Is there any way that I can just disable all other processes besides the one that my game is using? I'd like to get the best performance out of the game, but I basically don't want Windows XP running in the background. I don't want to just end explorer.exe or run down the list ending processes; I want it faster than that. I also don't want to have to multi-boot to another OS.

If anyone knows anything about this, please tell me.

Thanks in advance


----------



## tom6049 (Aug 6, 2007)

I have found that preventing programs from starting up in the first place is the 
best way to keep the resources open for more important things...like games!

You can run the System Configuration Utility and choose the programs
that you don't want to run in the background after the computer is started.

Start > Run... >* msconfig* > OK

Startup tab

Then uncheck the items that aren't needed...I've seen computers with 20-30 entries here.

***You might NOT want to disable things like virus programs, but that's up to you.
The only things that I have checked are the virus program and the NVIDIA Control Panel.***

p.s.
Some items might keep showing up as checked, even after they've been unchecked.
In this case, if you really don't want them, they can be removed from the registry.


----------



## tony oh (Mar 22, 2007)

Hi,

I don't know what gpu you have but I got good results following the nvidia version of this:

http://www.tweakguides.com/ATICAT_1.html

http://www.tweakguides.com/NVFORCE_1.html

It's just a general tweak guide for you graphics card... I know this wasn't exactly your question but every little bit helps


----------



## tacoman359 (Jul 26, 2007)

Tom6049, thanks for trying but if you read my post you'd see that I said I did not want any processes besides the ones required to play games. I don't load my computer up with programs; I have no other processes besides the ones installed when you install Windows.
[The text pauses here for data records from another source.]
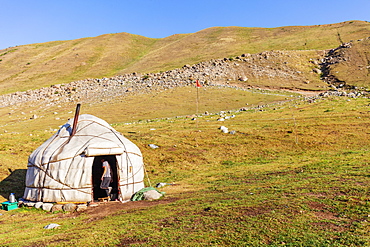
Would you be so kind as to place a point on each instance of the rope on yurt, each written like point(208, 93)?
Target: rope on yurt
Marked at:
point(147, 176)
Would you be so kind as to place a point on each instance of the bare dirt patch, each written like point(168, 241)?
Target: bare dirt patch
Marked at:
point(104, 209)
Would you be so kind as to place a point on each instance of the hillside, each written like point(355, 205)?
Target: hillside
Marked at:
point(59, 62)
point(291, 170)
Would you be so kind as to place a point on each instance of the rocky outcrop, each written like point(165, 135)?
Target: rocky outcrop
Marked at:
point(214, 72)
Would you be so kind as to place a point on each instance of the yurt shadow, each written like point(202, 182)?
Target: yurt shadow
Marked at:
point(14, 183)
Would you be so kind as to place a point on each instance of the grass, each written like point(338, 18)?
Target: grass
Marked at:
point(294, 174)
point(41, 65)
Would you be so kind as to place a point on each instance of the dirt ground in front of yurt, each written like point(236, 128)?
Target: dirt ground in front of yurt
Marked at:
point(104, 209)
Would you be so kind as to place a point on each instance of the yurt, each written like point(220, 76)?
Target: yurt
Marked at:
point(68, 167)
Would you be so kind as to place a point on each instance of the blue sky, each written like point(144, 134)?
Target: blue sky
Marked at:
point(26, 22)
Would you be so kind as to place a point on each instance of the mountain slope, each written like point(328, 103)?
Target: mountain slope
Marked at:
point(38, 65)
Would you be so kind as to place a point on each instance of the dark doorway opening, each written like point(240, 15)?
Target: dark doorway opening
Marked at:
point(97, 171)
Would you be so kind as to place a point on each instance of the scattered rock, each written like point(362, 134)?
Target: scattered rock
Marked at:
point(47, 206)
point(56, 208)
point(224, 129)
point(38, 204)
point(152, 195)
point(51, 226)
point(70, 207)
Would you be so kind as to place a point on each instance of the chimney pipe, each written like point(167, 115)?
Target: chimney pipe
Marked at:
point(75, 120)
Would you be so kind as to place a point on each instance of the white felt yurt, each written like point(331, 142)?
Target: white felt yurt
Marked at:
point(67, 167)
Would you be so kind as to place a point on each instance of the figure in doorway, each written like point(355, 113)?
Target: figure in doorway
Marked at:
point(106, 178)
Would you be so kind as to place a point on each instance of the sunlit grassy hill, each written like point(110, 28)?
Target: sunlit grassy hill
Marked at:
point(38, 65)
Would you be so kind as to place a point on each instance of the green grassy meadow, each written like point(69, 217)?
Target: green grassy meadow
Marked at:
point(295, 173)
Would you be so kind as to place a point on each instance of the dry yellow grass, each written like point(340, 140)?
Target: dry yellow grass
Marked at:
point(37, 65)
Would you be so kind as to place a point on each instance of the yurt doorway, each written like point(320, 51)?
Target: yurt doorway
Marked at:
point(97, 172)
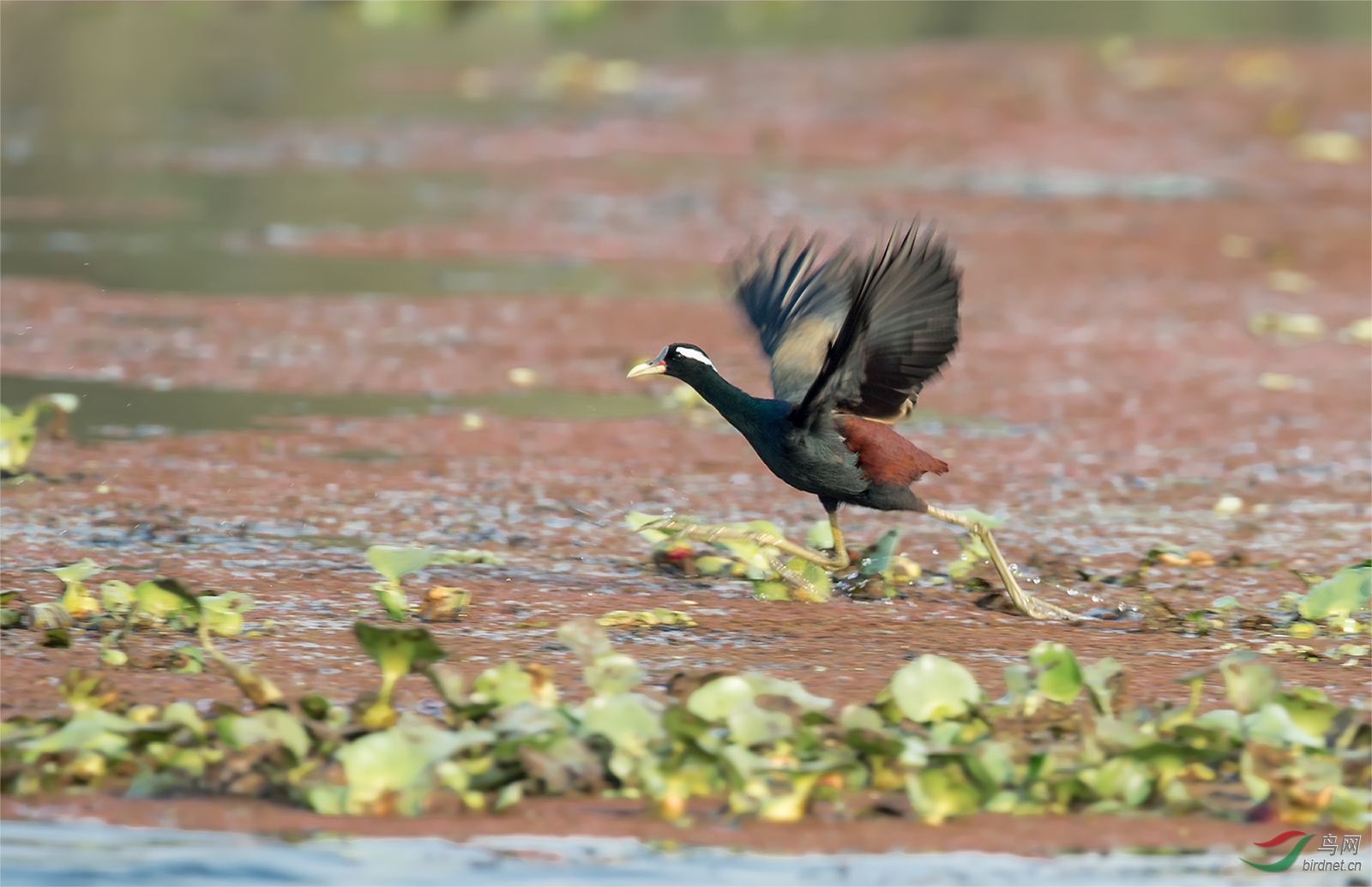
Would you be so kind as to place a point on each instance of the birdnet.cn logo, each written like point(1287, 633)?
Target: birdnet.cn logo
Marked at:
point(1331, 845)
Tony oh, I'll look at that next, thanks.


----------



## Tanis (May 30, 2006)

tacoman359 said:


> Tom6049, thanks for trying but if you read my post you'd see that I said I did not want any processes besides the ones required to play games. I don't load my computer up with programs; I have no other processes besides the ones installed when you install Windows. Tony oh, I'll look at that next, thanks.


What Tom said was totally correct. Even if you had a totally clean installation of Windows it would still start up with programs (parts of windows) running that you probably don't want or need running. 'msconfig' can be used to disable them.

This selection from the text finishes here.